やり場のない怒りに、奥歯が折れるほど強く噛みしめている蓮司に、ケイトが微笑みかけた。
「蓮君……私、よくわからないけど、蓮君はきっと私のために必死に戦ってくれたんだよね?」
「……言ったろう、知らなくていいと。……お前は何も――」
フワリ、ライトブラウンの長い髪からフローラルな香りが舞い立つ。
チュッとくちびるを塞がれ、驚いて一瞬目を見開いてしまうが、すぐに目を閉じてケイトをきつく抱きしめた。
そう――あんな風に心を結んではいけない。
きっとこのキスのように、やさしく温かい気持ちだけが、二人の心をいつまでも繋ぎ続けるのだ。
***
「――ねえ、またアンタさー、アイツの事見てただろ?」
「え、……えっとおー、どうだったっけ……?」
しらばっくれんじゃねーぞ? 見てるこっちが引くから、ほどほどにしとけよ? ――
キャハハハ、やめなって、あんまイジメんなって! ――
いや、だってコイツさ、バカなんだもん ――
高校三年生のクラス。昼休みも終盤に差し掛かった頃、教室の隅の席に座る、眼鏡をかけたおとなしそうな少女が、複数名のクラスの女子に取り囲まれていた。
毎日お馴染みの光景。
きっかけは、物静かな少女が生徒手帳に挟んでおいた一枚の男子学生の写真を、クラス一、騒ぎ立てる女子生徒に見付かってしまった時。
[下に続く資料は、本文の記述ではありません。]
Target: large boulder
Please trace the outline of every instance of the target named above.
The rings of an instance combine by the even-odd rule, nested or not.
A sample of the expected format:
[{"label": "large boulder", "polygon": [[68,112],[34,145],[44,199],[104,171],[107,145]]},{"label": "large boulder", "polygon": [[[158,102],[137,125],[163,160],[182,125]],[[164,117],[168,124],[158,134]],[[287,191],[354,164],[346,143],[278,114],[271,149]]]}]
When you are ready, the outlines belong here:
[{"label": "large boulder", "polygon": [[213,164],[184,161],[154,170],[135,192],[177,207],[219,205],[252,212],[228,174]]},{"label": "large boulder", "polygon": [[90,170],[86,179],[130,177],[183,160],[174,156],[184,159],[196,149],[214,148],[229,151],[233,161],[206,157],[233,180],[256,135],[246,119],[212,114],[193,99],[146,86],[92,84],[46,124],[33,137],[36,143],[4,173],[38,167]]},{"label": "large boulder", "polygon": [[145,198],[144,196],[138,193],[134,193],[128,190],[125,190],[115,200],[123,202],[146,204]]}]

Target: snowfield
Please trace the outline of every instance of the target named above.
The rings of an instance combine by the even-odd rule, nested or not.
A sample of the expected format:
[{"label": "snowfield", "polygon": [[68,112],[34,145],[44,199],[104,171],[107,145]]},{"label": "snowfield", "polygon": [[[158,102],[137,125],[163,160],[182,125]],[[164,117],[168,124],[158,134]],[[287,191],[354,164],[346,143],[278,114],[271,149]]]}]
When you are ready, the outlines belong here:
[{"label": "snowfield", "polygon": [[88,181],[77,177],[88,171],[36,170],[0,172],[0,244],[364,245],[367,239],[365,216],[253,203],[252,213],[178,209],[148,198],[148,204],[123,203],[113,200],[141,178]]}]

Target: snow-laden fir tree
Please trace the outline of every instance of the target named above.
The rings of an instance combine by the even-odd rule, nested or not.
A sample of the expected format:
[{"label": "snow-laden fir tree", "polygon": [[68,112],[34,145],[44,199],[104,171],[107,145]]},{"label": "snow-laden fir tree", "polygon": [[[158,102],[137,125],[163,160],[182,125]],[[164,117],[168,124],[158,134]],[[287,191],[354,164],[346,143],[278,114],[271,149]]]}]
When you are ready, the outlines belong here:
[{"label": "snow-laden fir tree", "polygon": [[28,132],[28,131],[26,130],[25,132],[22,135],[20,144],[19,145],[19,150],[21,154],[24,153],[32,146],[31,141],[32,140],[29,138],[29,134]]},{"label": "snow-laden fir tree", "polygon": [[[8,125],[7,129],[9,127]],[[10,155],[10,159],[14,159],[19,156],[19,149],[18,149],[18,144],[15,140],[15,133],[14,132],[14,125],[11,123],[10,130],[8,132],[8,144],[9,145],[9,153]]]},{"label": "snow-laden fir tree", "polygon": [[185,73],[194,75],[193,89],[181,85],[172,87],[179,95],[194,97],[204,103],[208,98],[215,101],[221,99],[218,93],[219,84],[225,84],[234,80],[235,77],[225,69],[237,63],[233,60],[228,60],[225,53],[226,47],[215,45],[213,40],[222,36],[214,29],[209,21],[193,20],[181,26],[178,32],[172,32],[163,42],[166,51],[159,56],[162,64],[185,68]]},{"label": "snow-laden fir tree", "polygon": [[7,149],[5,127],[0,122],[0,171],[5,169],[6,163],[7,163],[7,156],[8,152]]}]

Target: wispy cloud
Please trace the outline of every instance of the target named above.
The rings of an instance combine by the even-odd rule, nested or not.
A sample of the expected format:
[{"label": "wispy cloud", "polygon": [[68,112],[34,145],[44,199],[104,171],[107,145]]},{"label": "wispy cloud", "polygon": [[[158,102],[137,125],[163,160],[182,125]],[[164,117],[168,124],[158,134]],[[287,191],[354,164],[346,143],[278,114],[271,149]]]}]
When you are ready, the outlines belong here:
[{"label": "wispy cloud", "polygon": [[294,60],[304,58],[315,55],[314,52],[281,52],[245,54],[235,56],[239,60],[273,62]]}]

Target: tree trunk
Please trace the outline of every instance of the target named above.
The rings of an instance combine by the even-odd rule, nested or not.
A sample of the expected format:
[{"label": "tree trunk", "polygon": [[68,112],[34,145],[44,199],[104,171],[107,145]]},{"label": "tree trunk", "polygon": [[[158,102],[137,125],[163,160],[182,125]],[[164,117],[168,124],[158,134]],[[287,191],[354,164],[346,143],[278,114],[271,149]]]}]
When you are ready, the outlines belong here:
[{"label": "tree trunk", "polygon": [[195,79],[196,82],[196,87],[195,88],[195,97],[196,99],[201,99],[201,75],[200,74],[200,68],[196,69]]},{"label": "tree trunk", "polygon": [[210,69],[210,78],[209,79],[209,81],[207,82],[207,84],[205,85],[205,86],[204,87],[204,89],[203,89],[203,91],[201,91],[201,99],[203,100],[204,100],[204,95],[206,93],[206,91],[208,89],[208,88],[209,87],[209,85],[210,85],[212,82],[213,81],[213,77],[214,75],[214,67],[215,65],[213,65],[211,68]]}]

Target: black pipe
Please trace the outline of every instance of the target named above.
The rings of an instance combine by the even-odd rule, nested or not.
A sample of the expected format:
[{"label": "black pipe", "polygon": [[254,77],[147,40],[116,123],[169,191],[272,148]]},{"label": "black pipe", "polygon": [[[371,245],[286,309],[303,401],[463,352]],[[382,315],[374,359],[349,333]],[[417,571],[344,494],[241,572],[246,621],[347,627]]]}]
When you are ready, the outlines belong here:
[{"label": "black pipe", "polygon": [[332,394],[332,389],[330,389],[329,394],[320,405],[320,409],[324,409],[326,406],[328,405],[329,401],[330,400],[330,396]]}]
それ以来、校内を見渡す度に言いがかりをつけられていた。
「あれ、こんな時間だ。……撤収、撤収」
そうだね、行こ行こ――
取り囲んでいた女子達が散ると、眼鏡の少女はおさげ髪をひと撫で、誰にも聞こえないため息つき、そっと机の中に手を入れ生徒手帳を握りしめる。
――蓮司君。……もうすぐあの付きまとっている女から助けてあげるからね……
顔を隠すように俯くと、少女はニッと口の端をつり上げて狂気に満ちた笑みを浮かる。
片思いの果てにいつしか自分が『彼女』であると事実を歪めてしまい、それを知らずに心の中で妄言を呟き続ける。
――もう殺り方はわかったから……またネットで仲間集めて、今度こそ本当の世界であの女、ブッ潰してやるからね。